Elle me fixa un instant, puis éclata de rire.
« Elle pensait qu’elles étaient réelles ? Oh mon Dieu ! » Elle essuya une larme de rire tout en scrutant mon visage. « Attends… elle avait vraiment si peur que ça ? »
« Elle tremblait, » confessai-je. « C’était un moment que je n’avais jamais vu chez elle. »
Lily soupira, replaçant son amusement par l’inquiétude.
« La pauvre ! Je n’avais même pas réalisé à quel point ces masques pouvaient l’effrayer. J’aurais dû les ranger ailleurs. »
Je hochai la tête en accord.
« Elle est toujours certaine qu’ils sont réels. Je ne sais pas comment la convaincre du contraire. »
Une lueur d’idée illumina le regard de Lily. « J’ai un plan. Mais j’aurai besoin de ton aide. »
Le lendemain, Lily se présenta chez ma mère, un sac en bandoulière slung sur son épaule. Pendant que Chloe se cachait timidement derrière le canapé, Lily se mit à genoux pour être à sa hauteur.
« Bonjour, Chloe, » dit-elle doucement. « Puis-je te montrer quelque chose ? »
Chloe agrippa ma main mais hocha la tête, méfiante.
Lily sortit un masque—un masque comique avec un immense sourire et le mit sur son visage.

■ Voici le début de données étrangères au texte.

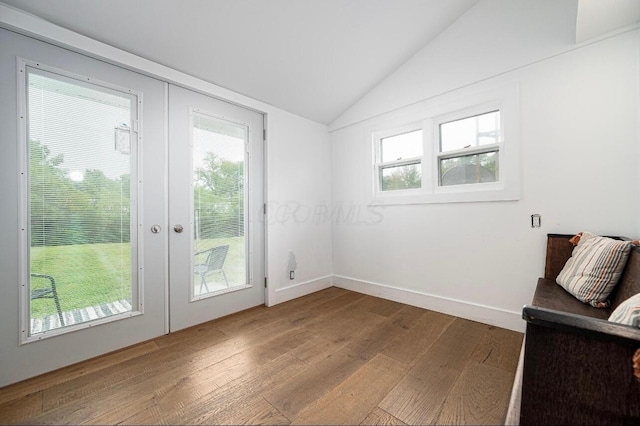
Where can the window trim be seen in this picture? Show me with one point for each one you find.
(429, 114)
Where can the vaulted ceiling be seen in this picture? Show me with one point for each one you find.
(314, 58)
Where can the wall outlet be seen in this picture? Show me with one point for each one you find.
(536, 221)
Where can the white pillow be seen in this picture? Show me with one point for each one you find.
(594, 268)
(628, 312)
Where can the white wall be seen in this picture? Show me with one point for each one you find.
(493, 37)
(298, 206)
(579, 144)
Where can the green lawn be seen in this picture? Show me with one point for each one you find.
(92, 274)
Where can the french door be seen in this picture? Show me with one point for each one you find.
(118, 230)
(216, 235)
(82, 177)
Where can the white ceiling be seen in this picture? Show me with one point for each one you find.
(314, 58)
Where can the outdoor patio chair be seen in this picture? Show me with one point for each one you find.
(215, 261)
(48, 293)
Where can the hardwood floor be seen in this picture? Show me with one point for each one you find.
(333, 357)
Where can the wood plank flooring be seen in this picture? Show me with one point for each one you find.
(333, 357)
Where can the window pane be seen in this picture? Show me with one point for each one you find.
(477, 168)
(401, 177)
(399, 147)
(470, 132)
(219, 198)
(81, 159)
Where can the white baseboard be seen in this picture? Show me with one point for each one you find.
(285, 294)
(476, 312)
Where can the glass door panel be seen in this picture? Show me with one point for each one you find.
(216, 240)
(219, 198)
(82, 167)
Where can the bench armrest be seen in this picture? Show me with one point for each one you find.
(580, 324)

« Tu vois ? Ce n’est pas une véritable tête. Ça n’est que pour Halloween. »
Les yeux de Chloe s’élargirent, tandis que sa peur se transformait lentement en curiosité.
« Ce n’est… pas vrai ? »
« Non, » expliqua Lily en retirant le masque. « Touche, tu verrais que c’est juste du caoutchouc. »
Les mains tremblantes, Chloe avança lentement pour toucher le masque, un sourire commençant à se dessiner sur son visage alors qu’elle le scrutait.
« C’est tout mou ! »
« Exactement ! » s’exclama Lily. « Tu veux l’essayer ? »

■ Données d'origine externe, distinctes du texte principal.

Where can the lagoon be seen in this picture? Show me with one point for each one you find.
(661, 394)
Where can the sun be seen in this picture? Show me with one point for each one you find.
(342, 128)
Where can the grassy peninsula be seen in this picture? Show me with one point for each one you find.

Chloe éclata de rire en enfilant le masque, et Lily fit semblant de s’effrayer.
« Oh non ! Où est passée Chloe ? »
« Je suis ici ! » s’écria Chloe, retirant le masque.
Des rires joyeux remplissaient la pièce, apaisant le nœud d’angoisse dans ma poitrine.
Des mois plus tard, Chloe tirait la main de Lily en entrant dans le parc.
« Maman Lily, pouvons-nous aller sur les balançoires ? »
Le sourire de Lily était toujours aussi doux.
« Bien sûr, ma chérie. »
En observant ce qu’elles étaient devenues, je réalisai à quel point les choses avaient évolué. Ce qui aurait pu nous séparer, en réalité, nous avait rapprochés.
La confiance, l’honnêteté et un peu de créativité ont resserré nos liens. Parfois, les moments les plus terrifiants peuvent renforcer les liens les plus solides.